UNC's Belk Bowl ticket sales slightly behind 2009 rate

Dec. 24, 2013 @ 01:34 PM

The North Carolina football team has settled into Charlotte in preparation for Saturday’s Belk Bowl against Cincinnati (3:20 p.m., ESPN). Now the question is how many UNC fans will be joining the Tar Heels for kickoff at Bank of America Stadium.

Assistant Athletic Director for Ticket Operations Tim Sabo said Monday the school has sold about 7,500 tickets of its 12,500-ticket allotment.

Sabo said that number is down “a little bit” from four years ago, which was the last time UNC played in the Charlotte-based bowl. Two potential reasons for that is the Tar Heels’ record — 6-6 this season versus 8-4 in 2009 — and the men’s basketball game Friday night at the Smith Center.

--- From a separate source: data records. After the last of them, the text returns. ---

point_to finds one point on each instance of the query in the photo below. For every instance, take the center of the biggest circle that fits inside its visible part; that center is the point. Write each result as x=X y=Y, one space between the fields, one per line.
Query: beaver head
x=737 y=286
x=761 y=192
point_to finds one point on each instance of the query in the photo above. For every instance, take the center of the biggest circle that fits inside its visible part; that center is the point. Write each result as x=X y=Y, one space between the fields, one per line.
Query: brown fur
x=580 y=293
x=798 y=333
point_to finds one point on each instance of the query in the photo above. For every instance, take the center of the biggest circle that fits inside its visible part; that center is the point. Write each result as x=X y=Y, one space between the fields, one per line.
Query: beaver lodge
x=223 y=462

Still, Sabo doesn’t expect that number of tickets sold through the school to reflect the amount of support UNC will have at the game. The Belk Bowl sells tickets on its own, and there is also the secondary market.

“There are different avenues to get tickets, and our fans in Charlotte know that there are multiple ways to get them,” Sabo said. “So many of them are local and they buy them through the bowl. We’re still going to have a really good turnout.”

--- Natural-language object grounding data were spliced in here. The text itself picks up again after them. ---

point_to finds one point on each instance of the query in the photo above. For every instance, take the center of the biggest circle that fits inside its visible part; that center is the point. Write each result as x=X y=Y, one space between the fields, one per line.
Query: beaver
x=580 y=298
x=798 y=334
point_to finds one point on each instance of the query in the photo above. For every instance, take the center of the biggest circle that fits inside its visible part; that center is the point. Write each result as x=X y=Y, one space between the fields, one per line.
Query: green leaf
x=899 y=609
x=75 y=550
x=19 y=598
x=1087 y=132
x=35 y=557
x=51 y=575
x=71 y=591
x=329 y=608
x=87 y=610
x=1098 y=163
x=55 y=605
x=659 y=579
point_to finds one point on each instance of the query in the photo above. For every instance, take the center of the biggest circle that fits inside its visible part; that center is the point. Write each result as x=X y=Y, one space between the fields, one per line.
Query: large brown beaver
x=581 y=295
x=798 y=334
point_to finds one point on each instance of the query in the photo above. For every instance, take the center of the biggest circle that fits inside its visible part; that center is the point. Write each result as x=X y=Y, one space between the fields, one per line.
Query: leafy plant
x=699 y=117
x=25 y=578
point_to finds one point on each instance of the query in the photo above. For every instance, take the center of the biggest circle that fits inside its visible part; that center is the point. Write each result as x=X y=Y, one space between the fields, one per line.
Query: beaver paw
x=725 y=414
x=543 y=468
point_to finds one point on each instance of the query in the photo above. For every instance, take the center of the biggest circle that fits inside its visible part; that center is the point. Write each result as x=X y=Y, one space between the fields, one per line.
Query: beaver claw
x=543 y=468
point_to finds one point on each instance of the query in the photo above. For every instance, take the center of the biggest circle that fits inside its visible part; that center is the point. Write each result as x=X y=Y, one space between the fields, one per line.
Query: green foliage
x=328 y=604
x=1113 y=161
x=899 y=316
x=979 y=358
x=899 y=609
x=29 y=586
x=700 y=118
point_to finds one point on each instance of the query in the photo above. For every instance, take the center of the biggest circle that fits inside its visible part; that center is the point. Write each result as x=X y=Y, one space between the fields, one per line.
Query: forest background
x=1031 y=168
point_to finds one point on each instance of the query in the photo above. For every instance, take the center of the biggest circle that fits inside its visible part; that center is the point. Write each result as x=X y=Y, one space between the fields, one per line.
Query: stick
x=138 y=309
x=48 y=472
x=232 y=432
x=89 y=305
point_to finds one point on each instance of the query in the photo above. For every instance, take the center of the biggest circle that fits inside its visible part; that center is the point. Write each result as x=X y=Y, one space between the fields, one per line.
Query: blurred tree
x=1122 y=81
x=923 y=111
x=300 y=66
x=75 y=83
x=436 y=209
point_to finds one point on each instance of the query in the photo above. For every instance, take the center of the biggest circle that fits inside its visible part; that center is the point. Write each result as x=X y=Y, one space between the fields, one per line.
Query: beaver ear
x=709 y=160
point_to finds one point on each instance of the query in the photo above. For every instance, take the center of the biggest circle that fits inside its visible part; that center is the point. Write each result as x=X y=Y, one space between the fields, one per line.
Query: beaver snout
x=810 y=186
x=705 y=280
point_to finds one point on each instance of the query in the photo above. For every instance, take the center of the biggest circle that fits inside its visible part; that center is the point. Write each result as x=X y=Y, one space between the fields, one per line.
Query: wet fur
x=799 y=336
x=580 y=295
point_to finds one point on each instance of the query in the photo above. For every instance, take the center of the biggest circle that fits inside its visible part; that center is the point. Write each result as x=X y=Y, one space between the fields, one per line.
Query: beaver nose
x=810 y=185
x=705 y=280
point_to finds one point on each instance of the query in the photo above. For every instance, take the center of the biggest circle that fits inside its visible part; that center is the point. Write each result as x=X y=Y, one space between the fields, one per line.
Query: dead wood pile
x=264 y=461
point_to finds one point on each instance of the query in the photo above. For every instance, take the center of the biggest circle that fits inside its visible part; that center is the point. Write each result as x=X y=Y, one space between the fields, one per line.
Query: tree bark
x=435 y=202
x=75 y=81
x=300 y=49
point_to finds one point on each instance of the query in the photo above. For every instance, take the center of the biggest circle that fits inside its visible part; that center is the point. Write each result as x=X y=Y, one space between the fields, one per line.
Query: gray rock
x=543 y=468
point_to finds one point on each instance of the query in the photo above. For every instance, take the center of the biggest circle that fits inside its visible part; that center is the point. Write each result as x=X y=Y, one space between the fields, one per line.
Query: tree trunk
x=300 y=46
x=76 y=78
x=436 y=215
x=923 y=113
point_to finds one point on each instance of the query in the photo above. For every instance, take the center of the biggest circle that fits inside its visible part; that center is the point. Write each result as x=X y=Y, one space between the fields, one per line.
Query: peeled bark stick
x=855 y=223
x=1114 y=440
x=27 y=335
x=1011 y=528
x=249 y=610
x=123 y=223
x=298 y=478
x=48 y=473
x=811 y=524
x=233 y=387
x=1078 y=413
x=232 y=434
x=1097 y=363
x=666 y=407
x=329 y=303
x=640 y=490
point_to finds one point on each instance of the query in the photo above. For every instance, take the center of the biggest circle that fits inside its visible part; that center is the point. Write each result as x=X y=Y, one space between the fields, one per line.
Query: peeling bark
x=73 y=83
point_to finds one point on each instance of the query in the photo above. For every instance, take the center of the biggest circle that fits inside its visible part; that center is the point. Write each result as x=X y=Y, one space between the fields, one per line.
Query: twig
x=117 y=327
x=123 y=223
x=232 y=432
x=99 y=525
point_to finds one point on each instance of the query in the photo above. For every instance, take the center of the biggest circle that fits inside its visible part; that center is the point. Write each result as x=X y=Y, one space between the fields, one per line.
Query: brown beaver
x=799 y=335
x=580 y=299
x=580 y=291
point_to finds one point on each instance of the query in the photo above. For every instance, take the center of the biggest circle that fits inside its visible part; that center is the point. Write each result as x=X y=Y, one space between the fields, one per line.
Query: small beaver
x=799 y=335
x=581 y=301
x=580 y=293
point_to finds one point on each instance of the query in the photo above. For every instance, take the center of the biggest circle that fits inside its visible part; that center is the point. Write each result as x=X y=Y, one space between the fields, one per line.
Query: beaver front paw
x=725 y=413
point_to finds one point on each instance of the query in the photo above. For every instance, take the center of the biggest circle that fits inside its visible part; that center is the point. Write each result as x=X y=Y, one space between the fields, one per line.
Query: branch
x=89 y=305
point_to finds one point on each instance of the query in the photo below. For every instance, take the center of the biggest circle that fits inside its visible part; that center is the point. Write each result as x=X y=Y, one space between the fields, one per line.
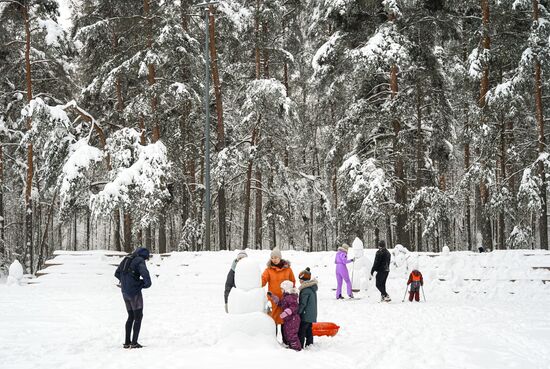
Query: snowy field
x=482 y=311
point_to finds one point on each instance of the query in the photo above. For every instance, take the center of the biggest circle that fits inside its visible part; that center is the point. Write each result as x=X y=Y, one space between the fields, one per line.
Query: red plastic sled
x=324 y=329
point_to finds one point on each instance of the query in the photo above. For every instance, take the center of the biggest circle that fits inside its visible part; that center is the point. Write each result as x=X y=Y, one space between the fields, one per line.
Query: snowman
x=361 y=267
x=246 y=305
x=401 y=256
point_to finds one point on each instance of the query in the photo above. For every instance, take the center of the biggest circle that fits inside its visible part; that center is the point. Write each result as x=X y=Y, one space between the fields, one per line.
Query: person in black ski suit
x=381 y=266
x=133 y=276
x=230 y=280
x=307 y=307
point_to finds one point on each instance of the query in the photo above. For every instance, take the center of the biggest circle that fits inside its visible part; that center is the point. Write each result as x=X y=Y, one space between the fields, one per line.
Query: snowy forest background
x=416 y=121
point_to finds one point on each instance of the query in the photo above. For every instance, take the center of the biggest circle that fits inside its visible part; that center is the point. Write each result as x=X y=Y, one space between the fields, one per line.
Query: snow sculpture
x=360 y=269
x=246 y=304
x=15 y=275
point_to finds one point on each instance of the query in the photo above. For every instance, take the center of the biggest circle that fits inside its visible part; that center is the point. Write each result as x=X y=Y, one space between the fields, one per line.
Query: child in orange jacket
x=415 y=281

One issue with the setup of this particular game is that the Belk Bowl keeps the best tickets for itself to sell, and in some cases sells cheaper tickets than the school can sell.

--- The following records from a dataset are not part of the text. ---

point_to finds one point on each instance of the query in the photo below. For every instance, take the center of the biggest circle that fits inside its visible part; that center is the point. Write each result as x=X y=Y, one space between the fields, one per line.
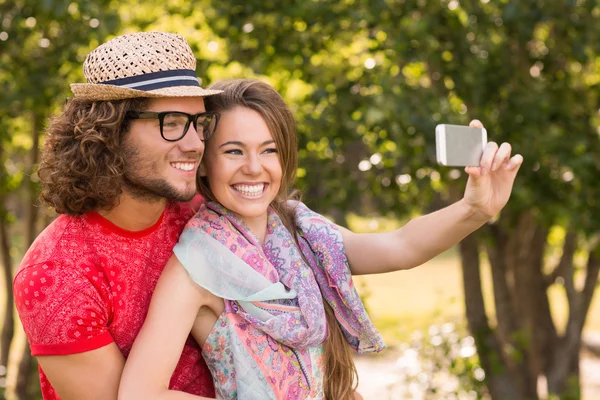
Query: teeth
x=250 y=190
x=184 y=166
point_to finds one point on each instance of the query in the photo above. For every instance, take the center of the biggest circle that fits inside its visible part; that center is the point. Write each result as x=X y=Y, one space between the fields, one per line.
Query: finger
x=514 y=163
x=489 y=153
x=474 y=172
x=502 y=156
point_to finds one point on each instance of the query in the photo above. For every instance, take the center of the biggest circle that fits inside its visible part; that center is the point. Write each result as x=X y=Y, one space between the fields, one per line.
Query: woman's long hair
x=340 y=378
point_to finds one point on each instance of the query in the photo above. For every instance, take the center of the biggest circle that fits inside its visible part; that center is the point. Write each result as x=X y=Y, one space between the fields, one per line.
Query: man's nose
x=191 y=142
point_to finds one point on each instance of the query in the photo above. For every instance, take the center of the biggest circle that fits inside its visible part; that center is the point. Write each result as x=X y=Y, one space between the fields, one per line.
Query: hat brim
x=94 y=92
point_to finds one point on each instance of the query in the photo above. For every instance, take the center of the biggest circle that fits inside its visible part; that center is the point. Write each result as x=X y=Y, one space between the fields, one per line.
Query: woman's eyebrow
x=237 y=143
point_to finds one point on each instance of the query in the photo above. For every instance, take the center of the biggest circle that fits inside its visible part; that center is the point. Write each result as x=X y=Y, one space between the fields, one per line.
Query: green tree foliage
x=368 y=81
x=42 y=46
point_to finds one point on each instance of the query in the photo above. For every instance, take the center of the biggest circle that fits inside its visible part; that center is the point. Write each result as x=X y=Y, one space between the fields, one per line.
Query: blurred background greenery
x=368 y=81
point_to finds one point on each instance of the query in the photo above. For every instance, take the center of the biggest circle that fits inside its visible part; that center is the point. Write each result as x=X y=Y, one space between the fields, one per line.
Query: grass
x=402 y=302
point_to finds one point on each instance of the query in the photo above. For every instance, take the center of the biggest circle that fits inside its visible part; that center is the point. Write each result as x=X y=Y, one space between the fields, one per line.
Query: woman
x=290 y=310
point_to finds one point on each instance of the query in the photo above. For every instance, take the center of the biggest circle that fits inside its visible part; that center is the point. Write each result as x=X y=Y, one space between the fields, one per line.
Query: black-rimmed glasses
x=175 y=124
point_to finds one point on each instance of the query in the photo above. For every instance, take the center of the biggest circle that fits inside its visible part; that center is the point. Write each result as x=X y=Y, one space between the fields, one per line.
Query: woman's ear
x=202 y=169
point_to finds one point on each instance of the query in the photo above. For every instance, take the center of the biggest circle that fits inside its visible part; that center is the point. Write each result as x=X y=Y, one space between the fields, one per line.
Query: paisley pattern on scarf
x=268 y=342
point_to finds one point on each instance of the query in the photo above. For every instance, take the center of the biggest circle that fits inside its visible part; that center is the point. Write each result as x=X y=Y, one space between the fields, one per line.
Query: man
x=116 y=164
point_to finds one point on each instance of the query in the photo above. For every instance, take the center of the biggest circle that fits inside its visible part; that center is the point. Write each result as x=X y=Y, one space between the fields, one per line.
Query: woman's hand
x=489 y=185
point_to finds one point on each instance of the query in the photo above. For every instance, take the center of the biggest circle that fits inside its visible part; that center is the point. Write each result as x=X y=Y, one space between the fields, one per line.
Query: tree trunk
x=9 y=319
x=526 y=260
x=506 y=315
x=8 y=326
x=498 y=380
x=25 y=364
x=563 y=377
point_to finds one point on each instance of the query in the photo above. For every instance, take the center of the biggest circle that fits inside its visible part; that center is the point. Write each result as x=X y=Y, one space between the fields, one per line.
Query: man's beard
x=138 y=182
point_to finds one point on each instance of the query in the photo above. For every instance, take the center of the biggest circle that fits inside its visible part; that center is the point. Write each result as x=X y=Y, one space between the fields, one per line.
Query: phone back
x=458 y=145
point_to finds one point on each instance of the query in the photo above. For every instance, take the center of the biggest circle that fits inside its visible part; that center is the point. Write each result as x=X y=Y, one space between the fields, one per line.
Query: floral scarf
x=271 y=286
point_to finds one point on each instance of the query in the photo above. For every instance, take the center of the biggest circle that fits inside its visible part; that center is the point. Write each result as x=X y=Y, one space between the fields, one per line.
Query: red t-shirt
x=85 y=283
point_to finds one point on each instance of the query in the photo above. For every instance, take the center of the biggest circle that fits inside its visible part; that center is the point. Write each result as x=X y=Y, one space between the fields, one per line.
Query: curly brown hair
x=82 y=160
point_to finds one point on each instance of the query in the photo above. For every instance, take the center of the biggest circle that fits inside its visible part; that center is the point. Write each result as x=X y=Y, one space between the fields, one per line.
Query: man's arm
x=92 y=375
x=157 y=348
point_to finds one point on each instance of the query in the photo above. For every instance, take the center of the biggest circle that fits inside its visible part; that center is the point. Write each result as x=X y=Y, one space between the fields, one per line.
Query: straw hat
x=143 y=64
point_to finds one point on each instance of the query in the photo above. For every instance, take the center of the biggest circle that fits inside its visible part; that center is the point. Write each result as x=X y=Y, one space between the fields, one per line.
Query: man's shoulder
x=50 y=241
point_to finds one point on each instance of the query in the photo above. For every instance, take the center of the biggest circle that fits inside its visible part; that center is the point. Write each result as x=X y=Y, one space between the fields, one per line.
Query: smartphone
x=458 y=145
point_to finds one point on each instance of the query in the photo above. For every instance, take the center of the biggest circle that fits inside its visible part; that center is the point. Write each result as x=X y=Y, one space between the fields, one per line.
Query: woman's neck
x=258 y=226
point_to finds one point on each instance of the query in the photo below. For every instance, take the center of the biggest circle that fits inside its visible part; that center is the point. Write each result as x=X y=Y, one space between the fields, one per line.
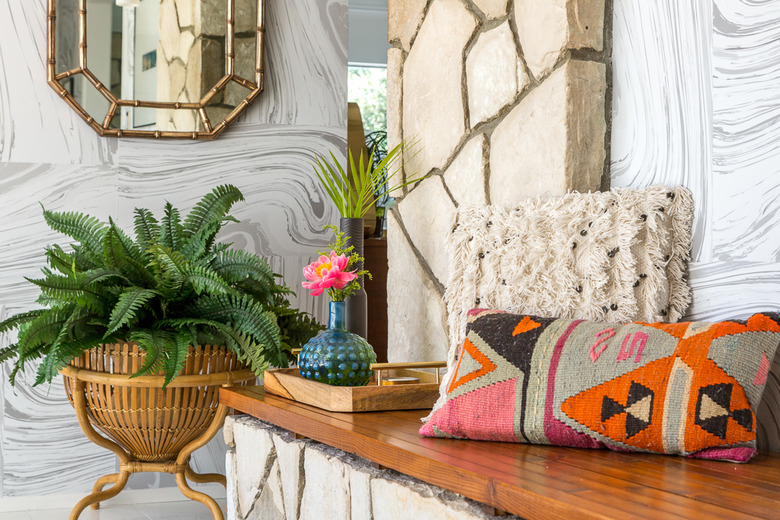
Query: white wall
x=368 y=32
x=696 y=101
x=48 y=154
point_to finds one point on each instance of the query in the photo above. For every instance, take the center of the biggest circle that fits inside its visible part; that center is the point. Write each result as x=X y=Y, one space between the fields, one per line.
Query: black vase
x=357 y=302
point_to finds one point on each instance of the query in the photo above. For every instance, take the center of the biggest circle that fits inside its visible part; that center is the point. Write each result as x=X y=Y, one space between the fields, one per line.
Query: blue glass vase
x=336 y=356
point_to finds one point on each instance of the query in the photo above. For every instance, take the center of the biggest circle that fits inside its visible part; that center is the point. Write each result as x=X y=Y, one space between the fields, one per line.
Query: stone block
x=213 y=18
x=169 y=32
x=393 y=499
x=426 y=212
x=227 y=430
x=403 y=19
x=246 y=54
x=230 y=488
x=586 y=125
x=433 y=109
x=465 y=177
x=326 y=493
x=547 y=29
x=493 y=70
x=269 y=504
x=186 y=41
x=416 y=314
x=246 y=16
x=290 y=454
x=360 y=493
x=255 y=460
x=553 y=141
x=194 y=79
x=395 y=59
x=492 y=8
x=186 y=10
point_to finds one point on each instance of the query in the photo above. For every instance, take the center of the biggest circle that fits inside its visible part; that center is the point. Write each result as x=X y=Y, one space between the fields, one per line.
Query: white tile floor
x=184 y=510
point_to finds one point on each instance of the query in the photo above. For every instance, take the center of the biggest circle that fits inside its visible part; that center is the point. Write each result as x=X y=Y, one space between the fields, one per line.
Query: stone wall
x=508 y=100
x=273 y=476
x=191 y=58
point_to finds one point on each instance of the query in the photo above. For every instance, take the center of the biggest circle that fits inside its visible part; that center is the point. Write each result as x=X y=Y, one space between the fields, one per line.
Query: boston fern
x=171 y=288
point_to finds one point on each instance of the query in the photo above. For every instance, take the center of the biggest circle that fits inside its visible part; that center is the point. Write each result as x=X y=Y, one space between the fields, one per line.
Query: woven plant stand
x=150 y=428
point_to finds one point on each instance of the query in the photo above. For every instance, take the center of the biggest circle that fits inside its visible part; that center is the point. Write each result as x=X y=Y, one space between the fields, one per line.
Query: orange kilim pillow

“It doesn’t help,” Sabo said.

As of Tuesday afternoon, the best available tickets UNC could offer were in the lower corner, while the Belk Bowl was offering seats at the same price ($85) near the 30-yard line behind the team’s bench.

On the other end of the spectrum, the cheapest tickets (or the get-in price) through the school was $45 for an upper-section corner seat, while the Belk Bowl sells tickets high above the 50-yard line for $35.

Still, it doesn’t appear that UNC will lose money this year from bowl tickets. Sabo declined to give the exact number, but a source said that UNC is only responsible for the first 8,000 tickets in its allotment — the ACC will pay for the remainder of the unsold tickets.

Other schools are having a harder time selling tickets to their fan base. According to a report compiled by the Orlando Sentinel, Ohio State has sold 7,000 of its tickets to the Orange Bowl, LSU has sold 6,000 tickets to the Outback Bowl and Michigan has sold 5,600 tickets to the Buffalo Wild Wings Bowl.

Stanford and Michigan State (Rose Bowl) and Rutgers (Pinstripe Bowl) are among the schools that have sold out their allotment.

Cincinnati athletic director Whit Babcock told Cincinnati.com that about 15,000 Bearcats fans attended last year’s 48-34 Belk Bowl win over Duke, and that he expects a similar level of support this year.

Duke coach David Cutcliffe said that the Blue Devils brought about 25,000 fans to the Belk Bowl last year, though only a portion of them bought tickets through the school.